Михаил Александрович высказывает удовлетворение и по поводу того, что жанр романа как бы получил теперь свое новое утверждение, ибо некоторыми литераторами он ставился под сомнение. Добротно написанная книга, говорит он, живет долго, а все живущее нельзя отвергать сплеча, без достаточных к тому оснований.
Делится Михаил Александрович своими творческими планами и радостями. Он говорит, что в приуральских степях, на раскладном стуле, у раскладного стола возле потрескивающей «буржуйки» ему неплохо работается, страница за страницей продвигается к концу первая книга романа «Они сражались за родину».
Видя, что Лукин записывает все, Шолохов подчеркивает:
– В названии романа слово «родина» – не с прописной…
И некоторое время молчит, как бы желая увериться, понята ли его мысль. Каждый, мол, воевал и умирал за свою родину – родная хата, родные сад, тихая речка, любимая женщина, дети… Из этих, казалось бы, малых величин, понятий и складывается великое и однозначное – Родина. В интервью, которое будет напечатано «Правдой» завтра, так и стоит: «Они сражались за родину». Удивительно, что все издатели-переиздатели проигнорировали это уточнение, эту волю писателя, оказавшись как бы «святее самого папы римского», придавая названию лозунговое звучание, что всегда претило такому большому, чуткому к слову художнику, каким был Шолохов.

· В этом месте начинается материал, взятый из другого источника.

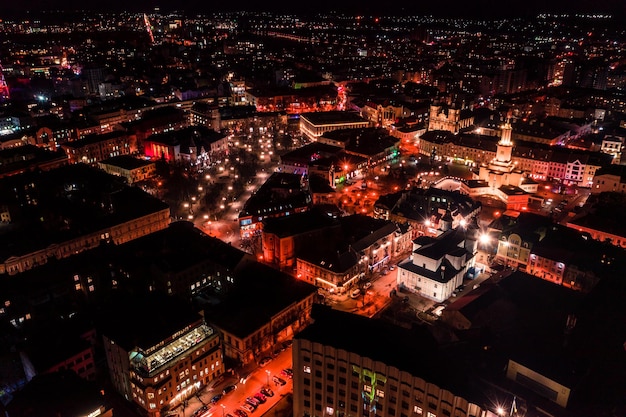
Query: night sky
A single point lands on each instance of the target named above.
(477, 8)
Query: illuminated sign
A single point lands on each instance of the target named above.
(95, 413)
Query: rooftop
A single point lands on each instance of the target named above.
(333, 117)
(258, 295)
(119, 319)
(417, 354)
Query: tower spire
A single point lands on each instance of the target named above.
(4, 88)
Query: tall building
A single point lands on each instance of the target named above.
(347, 365)
(159, 361)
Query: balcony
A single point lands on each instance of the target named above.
(148, 365)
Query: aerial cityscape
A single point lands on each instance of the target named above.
(313, 211)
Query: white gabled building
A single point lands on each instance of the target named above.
(438, 265)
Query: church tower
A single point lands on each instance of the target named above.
(505, 146)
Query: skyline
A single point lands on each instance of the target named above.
(454, 8)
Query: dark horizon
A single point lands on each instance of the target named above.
(453, 8)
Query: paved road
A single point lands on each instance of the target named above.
(257, 378)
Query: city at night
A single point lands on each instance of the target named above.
(313, 210)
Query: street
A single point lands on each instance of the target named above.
(257, 378)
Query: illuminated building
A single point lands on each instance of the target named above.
(117, 213)
(502, 170)
(438, 265)
(449, 119)
(313, 125)
(263, 308)
(4, 88)
(282, 194)
(159, 120)
(609, 179)
(164, 360)
(424, 209)
(95, 148)
(347, 365)
(196, 145)
(357, 247)
(131, 168)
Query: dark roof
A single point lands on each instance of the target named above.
(26, 156)
(604, 212)
(78, 195)
(281, 192)
(332, 117)
(58, 394)
(126, 162)
(613, 169)
(415, 351)
(520, 310)
(298, 223)
(123, 319)
(95, 138)
(259, 293)
(309, 153)
(179, 247)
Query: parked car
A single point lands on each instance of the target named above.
(267, 392)
(253, 401)
(279, 381)
(264, 361)
(228, 389)
(201, 411)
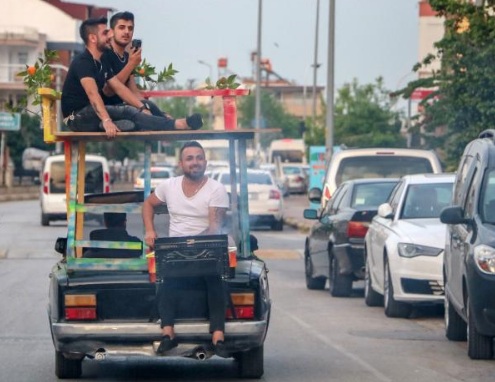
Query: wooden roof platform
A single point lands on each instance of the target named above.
(174, 135)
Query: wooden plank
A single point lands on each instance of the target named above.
(81, 177)
(196, 93)
(174, 135)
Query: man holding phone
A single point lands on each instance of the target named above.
(123, 62)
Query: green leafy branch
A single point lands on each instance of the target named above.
(222, 83)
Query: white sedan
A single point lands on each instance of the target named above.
(266, 204)
(405, 243)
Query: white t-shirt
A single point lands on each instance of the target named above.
(189, 216)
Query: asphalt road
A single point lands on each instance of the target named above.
(312, 337)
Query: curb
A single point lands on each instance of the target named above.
(294, 223)
(18, 197)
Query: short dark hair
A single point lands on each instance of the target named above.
(190, 144)
(90, 26)
(127, 16)
(115, 219)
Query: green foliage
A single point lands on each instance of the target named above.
(273, 114)
(363, 118)
(223, 83)
(30, 135)
(464, 99)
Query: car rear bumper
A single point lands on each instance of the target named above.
(120, 339)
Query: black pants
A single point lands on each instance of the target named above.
(169, 292)
(86, 119)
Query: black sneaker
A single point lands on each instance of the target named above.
(195, 121)
(167, 344)
(123, 125)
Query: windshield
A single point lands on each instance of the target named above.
(424, 201)
(371, 194)
(253, 178)
(488, 198)
(93, 182)
(393, 166)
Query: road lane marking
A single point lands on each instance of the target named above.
(277, 254)
(365, 365)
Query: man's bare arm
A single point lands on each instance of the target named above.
(148, 219)
(91, 89)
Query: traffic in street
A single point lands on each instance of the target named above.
(312, 336)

Сейчас, вспоминая день, когда пришло известие о присуждении Нобелевской премии, Михаил Александрович говорит, что был он для него удачным во всех отношениях. В ранние утренние часы хорошо работалось над романом, над главой, в которой рассказывается о приезде генерала Стрельцова к брату Николаю на Дон (впоследствии она появилась в «Правде»). Глава эта, по словам Михаила Александровича, «чертовски трудно давалась». После полудня узнал о присуждении премии, а вечером очень удачно поохотился.